In 2007, Kidwai received the Padma Shri, India's fourth-highest civilian award.

==Early life and background==
Naina Lall Kidwai was born into a Punjabi family on 14 April 1957. Kidwai's father, Surinder Lall, was the CEO of an insurance company. Kidwai's mother was the daughter of Karamchand Thapar, founder of the Thapar Group of companies. Kidwai has one sister, Nonita Lall Qureshi, a golfer and an Arjuna Award winner in 1989, who is married to Pakistani golf champion Faisal Qureshi.

==Education==
Kidwai holds a bachelor's degree in economics from Lady Shri Ram College for Women, a woman's college in University of Delhi, and belongs to the batch of 1977. Funded by her mother's wealthy family, the Thapar family, she then went to Harvard Business School (HBS) to do a Master of Business Administration (MBA), and graduated in 1982. Kidwai is also the first Indian woman to graduate from HBS.

==Career==
Kidwai's first job was with Price Waterhouse, which later became PricewaterhouseCoopers (PwC). She entered the banking industry when she joined ANZ Grindlays, where she worked from 1982 to 1994. From 1994 to 2002, Kidwai worked in Morgan Stanley India, where, in 1997, she was also made the head of investment banking.
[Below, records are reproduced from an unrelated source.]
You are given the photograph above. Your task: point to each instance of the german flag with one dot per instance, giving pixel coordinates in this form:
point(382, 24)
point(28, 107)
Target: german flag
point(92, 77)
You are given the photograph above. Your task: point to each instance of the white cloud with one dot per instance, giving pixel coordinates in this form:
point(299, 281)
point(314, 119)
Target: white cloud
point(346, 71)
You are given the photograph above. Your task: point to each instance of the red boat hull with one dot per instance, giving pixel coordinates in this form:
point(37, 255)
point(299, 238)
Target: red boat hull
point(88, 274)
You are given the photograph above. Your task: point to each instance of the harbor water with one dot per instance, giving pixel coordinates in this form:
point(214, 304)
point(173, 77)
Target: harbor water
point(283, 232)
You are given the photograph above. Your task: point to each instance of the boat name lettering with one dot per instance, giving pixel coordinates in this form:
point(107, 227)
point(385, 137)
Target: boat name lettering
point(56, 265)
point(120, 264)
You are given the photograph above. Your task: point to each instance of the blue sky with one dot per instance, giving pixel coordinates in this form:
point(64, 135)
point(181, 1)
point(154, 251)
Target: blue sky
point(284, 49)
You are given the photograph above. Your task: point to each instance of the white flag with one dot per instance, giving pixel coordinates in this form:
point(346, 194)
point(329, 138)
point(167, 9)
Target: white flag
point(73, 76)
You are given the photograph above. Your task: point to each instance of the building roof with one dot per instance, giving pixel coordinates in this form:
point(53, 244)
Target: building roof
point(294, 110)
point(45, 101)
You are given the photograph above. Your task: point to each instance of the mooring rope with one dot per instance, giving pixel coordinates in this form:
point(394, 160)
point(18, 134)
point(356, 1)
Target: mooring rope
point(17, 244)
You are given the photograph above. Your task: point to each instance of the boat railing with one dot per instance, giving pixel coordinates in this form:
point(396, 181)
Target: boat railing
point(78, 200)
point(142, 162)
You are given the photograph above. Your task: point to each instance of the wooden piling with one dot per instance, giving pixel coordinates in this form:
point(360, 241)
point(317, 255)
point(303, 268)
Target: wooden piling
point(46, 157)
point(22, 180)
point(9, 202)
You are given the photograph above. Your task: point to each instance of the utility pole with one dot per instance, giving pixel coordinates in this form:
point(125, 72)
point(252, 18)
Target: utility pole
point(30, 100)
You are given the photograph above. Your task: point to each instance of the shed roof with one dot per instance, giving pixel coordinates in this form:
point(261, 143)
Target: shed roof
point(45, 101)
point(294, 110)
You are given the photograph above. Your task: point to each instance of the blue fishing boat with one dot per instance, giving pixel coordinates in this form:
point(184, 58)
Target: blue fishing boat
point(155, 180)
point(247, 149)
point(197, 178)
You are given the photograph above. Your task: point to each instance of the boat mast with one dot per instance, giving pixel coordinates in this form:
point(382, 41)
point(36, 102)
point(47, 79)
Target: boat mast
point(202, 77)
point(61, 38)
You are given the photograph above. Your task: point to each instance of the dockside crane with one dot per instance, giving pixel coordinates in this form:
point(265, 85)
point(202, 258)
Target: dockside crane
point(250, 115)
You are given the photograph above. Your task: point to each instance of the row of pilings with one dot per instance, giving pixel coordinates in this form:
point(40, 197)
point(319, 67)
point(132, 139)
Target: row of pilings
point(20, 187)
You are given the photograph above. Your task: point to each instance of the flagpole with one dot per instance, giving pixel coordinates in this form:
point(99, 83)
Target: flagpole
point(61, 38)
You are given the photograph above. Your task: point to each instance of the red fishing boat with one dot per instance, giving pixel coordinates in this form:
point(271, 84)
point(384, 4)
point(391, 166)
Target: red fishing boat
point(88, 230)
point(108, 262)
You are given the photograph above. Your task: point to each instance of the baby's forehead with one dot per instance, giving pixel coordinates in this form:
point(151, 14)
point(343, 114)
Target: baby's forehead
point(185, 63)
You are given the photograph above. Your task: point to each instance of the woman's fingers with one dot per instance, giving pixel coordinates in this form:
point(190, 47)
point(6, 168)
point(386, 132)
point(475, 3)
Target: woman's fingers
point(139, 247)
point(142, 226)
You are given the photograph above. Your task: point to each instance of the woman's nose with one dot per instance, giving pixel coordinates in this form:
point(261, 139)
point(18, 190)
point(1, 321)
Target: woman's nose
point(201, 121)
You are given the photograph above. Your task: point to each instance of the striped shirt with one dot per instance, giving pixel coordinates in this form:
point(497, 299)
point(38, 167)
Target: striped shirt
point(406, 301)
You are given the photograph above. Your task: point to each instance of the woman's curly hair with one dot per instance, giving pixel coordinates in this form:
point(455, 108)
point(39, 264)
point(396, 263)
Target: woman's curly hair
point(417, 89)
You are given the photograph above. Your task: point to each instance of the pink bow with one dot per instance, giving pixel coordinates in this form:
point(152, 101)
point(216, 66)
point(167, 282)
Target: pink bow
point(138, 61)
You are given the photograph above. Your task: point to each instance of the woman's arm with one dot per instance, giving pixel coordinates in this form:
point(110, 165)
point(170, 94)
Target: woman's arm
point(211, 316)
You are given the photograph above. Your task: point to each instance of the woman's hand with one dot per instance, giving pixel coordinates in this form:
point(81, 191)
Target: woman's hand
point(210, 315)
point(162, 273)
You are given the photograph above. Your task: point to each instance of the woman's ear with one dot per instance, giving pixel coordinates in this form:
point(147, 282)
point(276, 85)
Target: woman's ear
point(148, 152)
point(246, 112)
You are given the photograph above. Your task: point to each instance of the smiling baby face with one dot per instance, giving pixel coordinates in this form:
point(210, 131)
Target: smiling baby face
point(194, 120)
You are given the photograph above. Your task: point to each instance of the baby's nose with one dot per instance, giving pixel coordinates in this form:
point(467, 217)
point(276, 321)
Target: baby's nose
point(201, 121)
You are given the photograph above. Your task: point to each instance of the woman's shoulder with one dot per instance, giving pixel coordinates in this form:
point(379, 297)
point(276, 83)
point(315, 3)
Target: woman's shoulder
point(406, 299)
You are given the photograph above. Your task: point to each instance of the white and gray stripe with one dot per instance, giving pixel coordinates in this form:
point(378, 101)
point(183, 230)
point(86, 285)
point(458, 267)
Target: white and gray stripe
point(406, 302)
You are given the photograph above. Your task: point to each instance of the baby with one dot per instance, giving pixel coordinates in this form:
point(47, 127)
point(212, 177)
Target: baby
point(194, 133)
In 2002, she joined HSBC Securities and Capital Markets and her during time at the company, Kidwai became HSBC Securities and Capital Market's vice-chairman, managing director, and head of investment banking in India, and retired in 2015. She also oversaw other HSBC India businesses, including insurance, asset management, securities and capital markets, software development and global service centres.

She has also been the Chairman of Max Financial Services. Her other positions include being a non-executive director on the board of Nestle SA and Altico Capital Partners, chairwoman, City of London's Advisory Council for India, Global Advisor, Harvard Business School. She is on the Governing Board of NCAER, Audit Advisory Board of the Comptroller and Auditor General of India, and on the National Executive Committee of CII and FICCI. She is an independent director of Nayara Energy (Formerly Essar Oil Limited) and Biocon.

Kidwai served as the President of Federation of Indian Chambers of Commerce & Industry (FICCI). Elected in 2012, she was the first woman to be elected as the FICCI president. Kidwai has also been a Senior Adviser to Rothschild & Co in India. She is a National Advisory Board Member to AIESEC India. She is also on the Board of Advisors of India's International Movement to Unite Nations (I.I.M.U.N.). In 2025, Kidwai was appointed as an advisor at Lightspeed Venture Partners, a venture capital firm.

==Recognition==
Kidwai received the Padma Shri in 2007 for her contributions in the areas of trade and industry. She also received the All Ladies League's Delhi Women of the Decade Achievers Award 2013 for Excellence in Banking. Kidwai has repeatedly ranked in the Fortune global list of Top Women in Business. She was 12th in the Wall Street Journal 2006 Global Listing of Women to Watch and was listed by Time Magazine as one of their 15 Global Influentials 2002.

== Personal life ==
Kidwai is the second wife of Rashid Kidwai, who runs an NGO named Grassroot Trading Network for Women. They have one daughter together, Kemaya Kidwai. Rashid Kidwai also has a son from his previous marriage. Kidwai reveals in an interview that she listens to "all music except heavy metal" and claims to be a nature lover who loves to go on trekking tours to the Himalayas.